Real-time maintenance of IMCIs
- Data consistency between row-oriented data and IMCIs is automatically maintained. This eliminates the need to set up conversion or manual synchronization between row-oriented and column-oriented data.
- Data inserted into the row-oriented table is synchronized to the IMCI with a latency of a few milliseconds to a few seconds. You can adjust the data synchronization performance based on business loads. For more information, see Enable and use IMCIs.
Consistency
The following consistency levels for IMCIs and row-oriented data are provided to meet various business needs.
- Eventual consistency (default): This level is suitable for queries that involve heavy write loads but have low real-time performance requirements.
- Strong consistency: This level returns query results after the IMCI data is consistent with the row-oriented data. For more information, see Enable and use IMCIs.
Compatibility with various usage methods
- Supports the Prepared Statement syntax.
- Supports acceleration of SELECT statements within transaction blocks.
  Note
  The SELECT statement must be a read-before-write SQL statement within the transaction block.
- Supports partitioned tables and partitioned tables managed by pg_pathman. Partition pruning is also supported. For more information, see Use IMCIs for partitioned tables.
- Supports acceleration of spatio-temporal multimodal queries.

Common use cases

IMCI provides a one-stop Hybrid Transactional/Analytical Processing (HTAP) experience suitable for various business scenarios:

HTAP scenarios: Simultaneously handle high-volume transactions while running real-time analytical reports on the same data.
Accelerating slow queries: Ideal for speeding up queries that are traditionally slow on a row-store engine, such as:
- Full-table aggregations (COUNT, SUM, AVG).
- Complex GROUP BY and ORDER BY operations.
- Multi-table JOIN operations.
- Queries with dynamic filter conditions where a composite index would be inflexible.
Multimodal and geospatial queries: Efficiently query nested JSON data or perform statistical analysis on geospatial data.
ETL acceleration: Leverage the powerful computational capabilities of IMCI to perform complex data transformations and ETL processes directly within the database.

Billing

IMCIs can be executed directly on row-oriented nodes or on added IMCI read-only nodes.

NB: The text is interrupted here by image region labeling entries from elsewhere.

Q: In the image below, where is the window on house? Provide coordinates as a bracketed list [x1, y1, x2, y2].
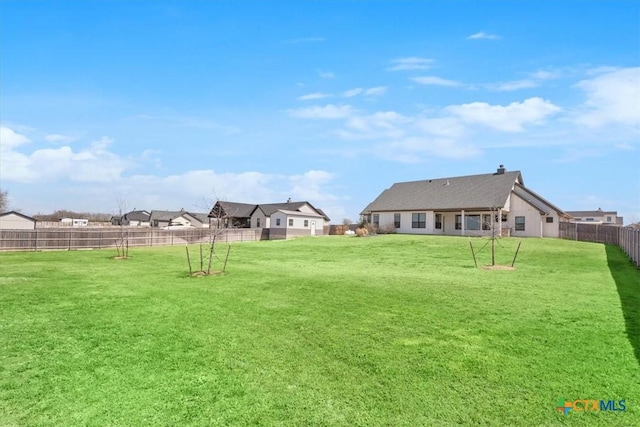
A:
[456, 215, 480, 230]
[482, 214, 491, 230]
[411, 213, 427, 228]
[464, 215, 480, 230]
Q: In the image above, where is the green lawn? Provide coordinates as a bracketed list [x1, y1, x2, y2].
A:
[0, 235, 640, 426]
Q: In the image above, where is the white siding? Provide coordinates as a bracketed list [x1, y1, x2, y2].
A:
[270, 212, 287, 228]
[251, 209, 269, 228]
[507, 193, 544, 237]
[0, 213, 36, 230]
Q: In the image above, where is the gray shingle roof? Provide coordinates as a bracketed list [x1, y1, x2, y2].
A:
[567, 210, 618, 217]
[209, 201, 257, 218]
[149, 211, 186, 221]
[513, 184, 568, 217]
[124, 211, 151, 221]
[361, 171, 523, 214]
[258, 202, 309, 216]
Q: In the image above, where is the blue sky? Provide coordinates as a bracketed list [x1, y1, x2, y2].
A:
[0, 0, 640, 223]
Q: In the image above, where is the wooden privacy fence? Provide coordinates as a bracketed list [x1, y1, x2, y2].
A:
[0, 227, 264, 251]
[559, 222, 640, 268]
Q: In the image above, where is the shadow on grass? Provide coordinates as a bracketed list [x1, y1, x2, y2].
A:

Using IMCIs on existing nodes: Free of charge.
Adding dedicated read-only nodes for IMCI: Standard compute node fees apply for the additional compute resources. In addition, IMCI will consume additional storage space, which incurs standard storage fees.

Note

Workload isolation

For complete workload isolation, you can add dedicated read-only nodes for IMCI. This ensures that analytical processing (AP) queries do not impact the performance of your transactional processing (TP) workloads. See Enable and use a columnstore index for details.